Two Questions About Monet’s “Apple Trees” Painting

This is Monet’s “Apple Trees in Blossom by the Water”, painted in 1880.

Monet Apples Trees in Blossom

Two questions:
1. What’s the focal point?
2. Where’s the water mentioned in the painting’s title?

Turn page 90 of Monet: The Seine and The Sea 1878–1883 by Michael Clarke and Richard Thomson, where it’s explained that:

“Such is the density of the surface activity that the painting has no conventional focus or compositional base. … This is a canvas about touch, texture and colour…”

Monet apple tree painting about colour

The trunk does leads your eye up into the branches, but then it takes it off the top. There’s so much going on with the leaves and shadows it’s hard to make out any single bit but simultaneously inviting you to get lost in it all. Paintings don’t have to have a traditional focal point, positioned according the Golden Mean, with a composition leading the viewer’s eye towards it. It’s your choice.

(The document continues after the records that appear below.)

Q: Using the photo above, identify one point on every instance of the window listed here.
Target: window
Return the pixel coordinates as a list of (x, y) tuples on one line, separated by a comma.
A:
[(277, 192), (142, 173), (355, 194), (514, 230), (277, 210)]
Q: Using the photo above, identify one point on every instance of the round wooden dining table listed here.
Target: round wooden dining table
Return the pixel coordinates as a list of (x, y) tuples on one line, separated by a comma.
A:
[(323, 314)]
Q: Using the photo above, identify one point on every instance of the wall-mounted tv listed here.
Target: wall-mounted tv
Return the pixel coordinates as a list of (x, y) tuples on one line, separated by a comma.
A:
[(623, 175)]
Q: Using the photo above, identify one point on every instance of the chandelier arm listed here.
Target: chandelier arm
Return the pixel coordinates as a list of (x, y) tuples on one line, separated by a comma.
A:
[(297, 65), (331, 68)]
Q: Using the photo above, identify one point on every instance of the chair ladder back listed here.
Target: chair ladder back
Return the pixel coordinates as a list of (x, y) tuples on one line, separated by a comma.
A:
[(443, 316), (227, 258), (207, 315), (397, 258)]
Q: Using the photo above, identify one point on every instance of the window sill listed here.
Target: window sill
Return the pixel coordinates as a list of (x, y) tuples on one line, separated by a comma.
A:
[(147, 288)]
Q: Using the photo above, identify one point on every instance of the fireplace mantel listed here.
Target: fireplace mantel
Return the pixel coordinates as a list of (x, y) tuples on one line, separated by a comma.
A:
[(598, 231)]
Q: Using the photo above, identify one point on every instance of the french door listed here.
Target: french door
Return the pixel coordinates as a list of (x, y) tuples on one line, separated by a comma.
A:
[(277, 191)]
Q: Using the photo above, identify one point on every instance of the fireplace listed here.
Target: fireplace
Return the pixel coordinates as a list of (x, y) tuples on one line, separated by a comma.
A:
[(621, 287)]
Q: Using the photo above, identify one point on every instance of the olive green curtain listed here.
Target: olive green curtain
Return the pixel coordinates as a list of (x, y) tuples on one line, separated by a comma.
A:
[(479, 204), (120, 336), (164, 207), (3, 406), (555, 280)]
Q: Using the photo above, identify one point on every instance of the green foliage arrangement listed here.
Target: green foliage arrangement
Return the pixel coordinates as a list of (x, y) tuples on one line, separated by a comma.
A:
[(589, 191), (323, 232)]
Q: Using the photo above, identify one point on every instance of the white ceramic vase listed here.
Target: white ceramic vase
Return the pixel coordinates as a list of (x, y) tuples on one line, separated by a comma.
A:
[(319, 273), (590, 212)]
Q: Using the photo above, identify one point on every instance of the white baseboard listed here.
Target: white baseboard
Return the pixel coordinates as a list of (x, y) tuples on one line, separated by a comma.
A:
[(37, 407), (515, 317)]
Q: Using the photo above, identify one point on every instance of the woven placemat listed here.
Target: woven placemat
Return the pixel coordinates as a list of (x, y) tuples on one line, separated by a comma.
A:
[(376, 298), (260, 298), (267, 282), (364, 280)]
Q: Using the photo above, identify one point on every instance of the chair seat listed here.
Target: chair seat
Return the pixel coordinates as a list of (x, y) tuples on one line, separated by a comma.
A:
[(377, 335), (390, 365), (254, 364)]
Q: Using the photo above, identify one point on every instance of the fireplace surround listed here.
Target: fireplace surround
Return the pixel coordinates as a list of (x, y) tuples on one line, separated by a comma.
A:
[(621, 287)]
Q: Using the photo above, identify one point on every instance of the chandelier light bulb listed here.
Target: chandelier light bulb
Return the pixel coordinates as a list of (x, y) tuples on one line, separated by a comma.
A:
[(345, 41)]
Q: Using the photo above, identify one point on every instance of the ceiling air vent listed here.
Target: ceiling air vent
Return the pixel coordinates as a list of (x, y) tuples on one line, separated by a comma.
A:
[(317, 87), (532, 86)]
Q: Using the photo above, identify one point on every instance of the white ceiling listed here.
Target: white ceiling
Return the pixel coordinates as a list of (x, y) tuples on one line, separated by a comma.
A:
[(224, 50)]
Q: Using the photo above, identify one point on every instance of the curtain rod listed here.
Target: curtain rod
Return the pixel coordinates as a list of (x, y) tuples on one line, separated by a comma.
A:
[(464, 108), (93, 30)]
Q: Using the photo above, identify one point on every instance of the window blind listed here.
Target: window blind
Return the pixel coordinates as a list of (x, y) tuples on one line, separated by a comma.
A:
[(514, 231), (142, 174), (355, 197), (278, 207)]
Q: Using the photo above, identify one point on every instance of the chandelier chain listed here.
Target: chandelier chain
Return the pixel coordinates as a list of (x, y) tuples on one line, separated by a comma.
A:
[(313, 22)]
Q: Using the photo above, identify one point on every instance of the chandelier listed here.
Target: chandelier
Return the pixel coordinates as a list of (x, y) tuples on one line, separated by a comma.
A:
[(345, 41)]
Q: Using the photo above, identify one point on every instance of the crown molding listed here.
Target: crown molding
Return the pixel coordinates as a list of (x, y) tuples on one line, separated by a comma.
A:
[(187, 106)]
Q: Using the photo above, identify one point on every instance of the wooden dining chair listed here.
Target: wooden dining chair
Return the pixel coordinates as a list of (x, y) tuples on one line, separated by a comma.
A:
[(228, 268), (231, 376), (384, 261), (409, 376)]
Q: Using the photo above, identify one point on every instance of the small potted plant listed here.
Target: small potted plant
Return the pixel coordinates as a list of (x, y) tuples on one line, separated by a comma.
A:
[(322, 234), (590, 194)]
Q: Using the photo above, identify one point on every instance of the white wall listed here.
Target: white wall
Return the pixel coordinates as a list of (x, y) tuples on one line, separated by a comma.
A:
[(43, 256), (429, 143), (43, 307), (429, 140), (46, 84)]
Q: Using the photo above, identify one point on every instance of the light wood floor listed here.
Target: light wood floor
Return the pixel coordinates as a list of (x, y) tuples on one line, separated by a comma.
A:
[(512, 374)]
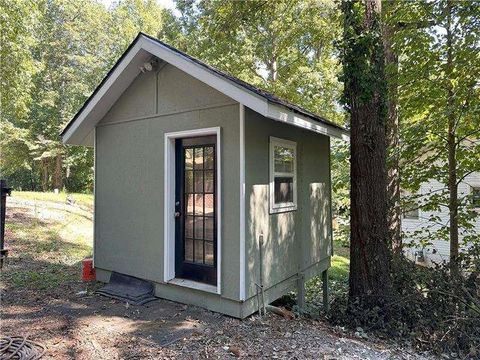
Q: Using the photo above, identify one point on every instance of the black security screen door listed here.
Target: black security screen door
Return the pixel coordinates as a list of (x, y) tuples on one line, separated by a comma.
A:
[(195, 206)]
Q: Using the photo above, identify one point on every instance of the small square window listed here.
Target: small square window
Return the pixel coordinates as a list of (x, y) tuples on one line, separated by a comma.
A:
[(410, 208), (476, 197), (283, 175)]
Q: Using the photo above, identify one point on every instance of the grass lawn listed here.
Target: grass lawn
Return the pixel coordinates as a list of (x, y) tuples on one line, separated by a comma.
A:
[(47, 239), (85, 200)]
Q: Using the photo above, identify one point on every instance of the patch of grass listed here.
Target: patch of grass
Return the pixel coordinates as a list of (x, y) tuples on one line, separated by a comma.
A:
[(50, 277), (340, 268), (80, 199), (46, 243)]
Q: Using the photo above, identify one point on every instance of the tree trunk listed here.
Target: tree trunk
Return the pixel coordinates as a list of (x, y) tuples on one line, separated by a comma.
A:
[(365, 90), (393, 144), (452, 147)]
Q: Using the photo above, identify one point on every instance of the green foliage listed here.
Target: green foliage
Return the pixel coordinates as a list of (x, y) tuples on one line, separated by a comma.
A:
[(429, 311), (287, 48), (432, 92)]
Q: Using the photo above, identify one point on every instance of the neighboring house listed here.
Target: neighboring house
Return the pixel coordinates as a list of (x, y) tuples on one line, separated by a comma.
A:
[(415, 219), (204, 184)]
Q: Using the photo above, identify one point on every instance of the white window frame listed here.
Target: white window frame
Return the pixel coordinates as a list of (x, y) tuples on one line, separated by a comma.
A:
[(291, 206), (169, 210)]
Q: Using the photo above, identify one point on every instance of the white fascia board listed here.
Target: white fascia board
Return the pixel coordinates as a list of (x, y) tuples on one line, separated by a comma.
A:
[(129, 68), (217, 82), (116, 83), (280, 113)]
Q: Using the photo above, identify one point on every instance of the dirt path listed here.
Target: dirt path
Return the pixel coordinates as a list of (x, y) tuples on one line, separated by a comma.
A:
[(43, 297)]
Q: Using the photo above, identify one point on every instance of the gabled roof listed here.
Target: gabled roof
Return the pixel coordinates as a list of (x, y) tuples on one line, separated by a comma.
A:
[(79, 130)]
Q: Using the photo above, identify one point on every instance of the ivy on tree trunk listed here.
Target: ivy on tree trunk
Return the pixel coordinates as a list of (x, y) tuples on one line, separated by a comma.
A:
[(365, 99)]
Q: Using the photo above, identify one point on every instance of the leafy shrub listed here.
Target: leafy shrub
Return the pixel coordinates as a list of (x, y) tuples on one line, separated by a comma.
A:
[(429, 308)]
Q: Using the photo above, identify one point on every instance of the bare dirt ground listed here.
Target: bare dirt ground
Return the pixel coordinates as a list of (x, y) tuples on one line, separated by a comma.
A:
[(43, 297)]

The water in the painting is supposedly implied by the sense of a tree growing on a bank. (It’s thought it’s one of the paintings Monet did from a river boat .) I’m not sure I’d think about it if it weren’t in the painting’s title. Would you?

Mostly I find myself wondering how Monet didn’t get fedup with all those shades of brown from burnt umber to beige, and whether in real life the painting has more yellows and green visible. What would your third question be?

 

6 Replies to “Two Questions About Monet’s “Apple Trees” Painting”

  1. I think that most artists sacrifice creativity by concentrating too much on focal point and color at the sacrifice of composition and value! If your composition works well and your values emphasize the depth of the composition your painting will be successful, regardless of the type (“I dislike the word style”) of image making you are using. Besides, I believe that a very important part of presenting one’s work to viewing by others is to let them discover their own “focal points” and meanings, whether or not they know what is going on behind their eyes.

  2. My focal point would be that patch of green off to the left of the painting up in the branches, that’s the first thing my eye went to.

  3. it”s hard to focus on any single point. i think some of monet’s paintings look like he was trying to capture the wind, you know when your eyes take in a scene of a gentle breeze with rustling leaves and ripples in the water? sort of blurry? anyway, that’s what i see

  4. My third question was ‘ where can I see it?’ but a search shows that it’s in a private collection. It’s very textural which I like. To me it captures a mood of a gloomy day. Which is why I wondered whether I could see it somewhere to see if the colours really are so dreary.